O número de mortos num ataque de drone a um dormitório estudantil na região de Luhansk, controlada pela Rússia, no leste da Ucrânia, aumentou para 16, sendo a maioria das vítimas mulheres jovens, disseram autoridades russas no sábado, após intenso debate nas Nações Unidas sobre o incidente.

O presidente russo, Vladimir Putin, ordenou na sexta-feira que os militares se preparassem para uma retaliação contra a Ucrânia, depois que Moscou acusou Kiev do que chamou de ataque deliberado de drones a uma universidade na cidade de Starobirsk.

Os militares ucranianos negaram a responsabilidade pelo ataque, dizendo que atingiu uma unidade de comando de elite de drones na região e que as suas tropas estavam a cumprir o direito humanitário internacional. Putin disse que não havia instalações militares na área.

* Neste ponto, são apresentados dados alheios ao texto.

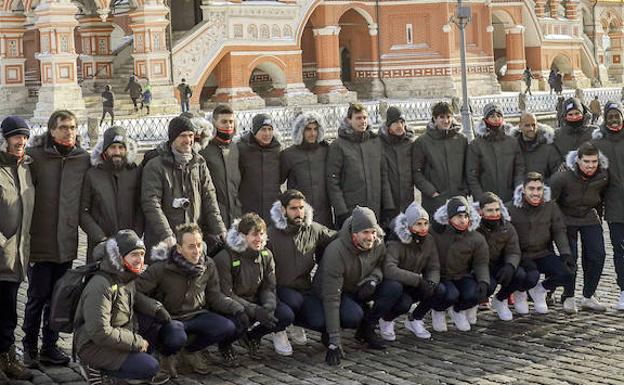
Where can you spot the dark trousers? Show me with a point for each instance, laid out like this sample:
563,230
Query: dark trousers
42,277
616,233
555,272
8,314
592,258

A Reuters não conseguiu verificar de forma independente o que aconteceu.

No local, no sábado, um guindaste estava removendo os escombros de uma brecha no prédio. Em uma sala de aula destruída, onde tijolos e poeira cobrem as fileiras de carteiras de alunos, “Eu amo inglês” está escrito na parede. ⁠Em outros lugares, as escadas estavam entupidas com detritos.

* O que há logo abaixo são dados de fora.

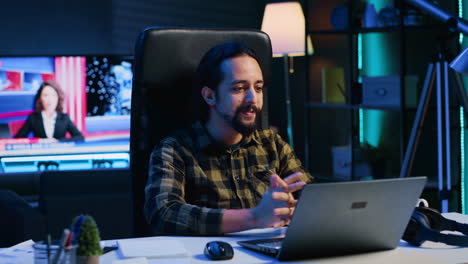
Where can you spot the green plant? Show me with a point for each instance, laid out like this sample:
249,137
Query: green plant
88,236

A agência de notícias estatal russa RIA citou o Ministério de Emergências dizendo que o número de mortos subiu para 16. Cinco pessoas ainda estão presas sob os escombros.

Leonid Pasechnik, chefe do governo russo na região, divulgou uma lista preliminar contendo detalhes de 11 vítimas, a maioria das quais eram mulheres de 19 anos.

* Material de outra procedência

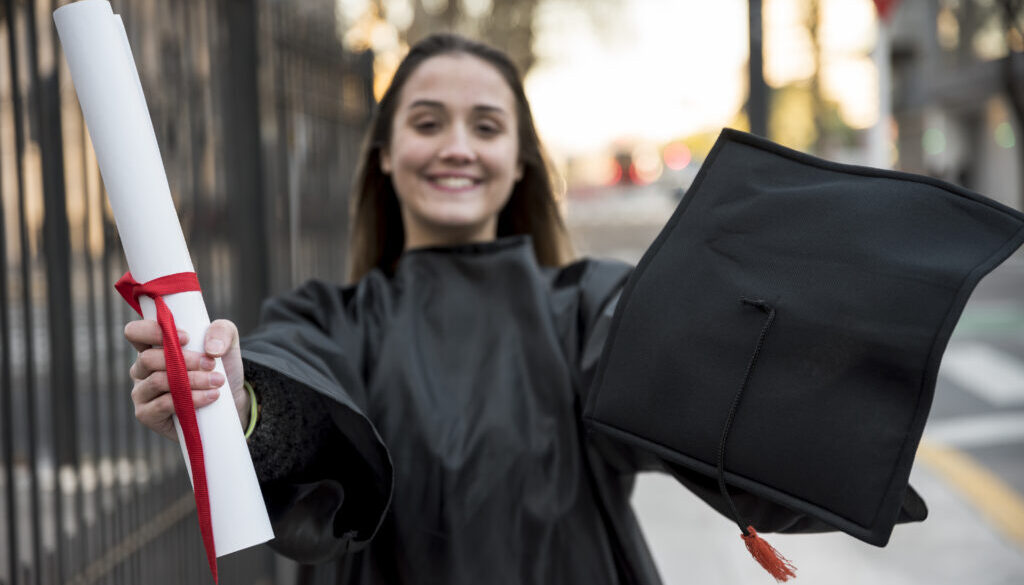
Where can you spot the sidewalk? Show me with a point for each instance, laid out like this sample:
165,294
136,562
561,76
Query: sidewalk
692,544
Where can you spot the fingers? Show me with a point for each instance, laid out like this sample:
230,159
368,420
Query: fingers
153,360
145,333
221,337
156,414
155,385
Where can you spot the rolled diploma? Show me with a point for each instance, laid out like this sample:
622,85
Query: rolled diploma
114,107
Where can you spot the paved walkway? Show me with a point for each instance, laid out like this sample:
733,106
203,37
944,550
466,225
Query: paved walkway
692,544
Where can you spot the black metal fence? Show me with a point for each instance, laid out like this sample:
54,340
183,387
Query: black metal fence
259,114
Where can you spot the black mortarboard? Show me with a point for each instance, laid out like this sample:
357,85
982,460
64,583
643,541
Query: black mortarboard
787,326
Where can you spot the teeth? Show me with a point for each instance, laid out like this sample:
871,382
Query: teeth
454,181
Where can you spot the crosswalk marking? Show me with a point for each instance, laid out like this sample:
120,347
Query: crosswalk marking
992,375
983,430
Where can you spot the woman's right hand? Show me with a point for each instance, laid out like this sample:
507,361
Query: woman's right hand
151,392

Um residente local disse que foguetes atingiram uma antiga base, seguidos de ataques de drones contra dormitórios estudantis, provocando incêndios.

Numa reunião de emergência do Conselho de Segurança das Nações Unidas convocada pela Rússia na sexta-feira, a Rússia acusou a Ucrânia de cometer crimes de guerra devido ao incidente, que a Ucrânia disse ser uma afirmação infundada que não foi verificada de forma independente.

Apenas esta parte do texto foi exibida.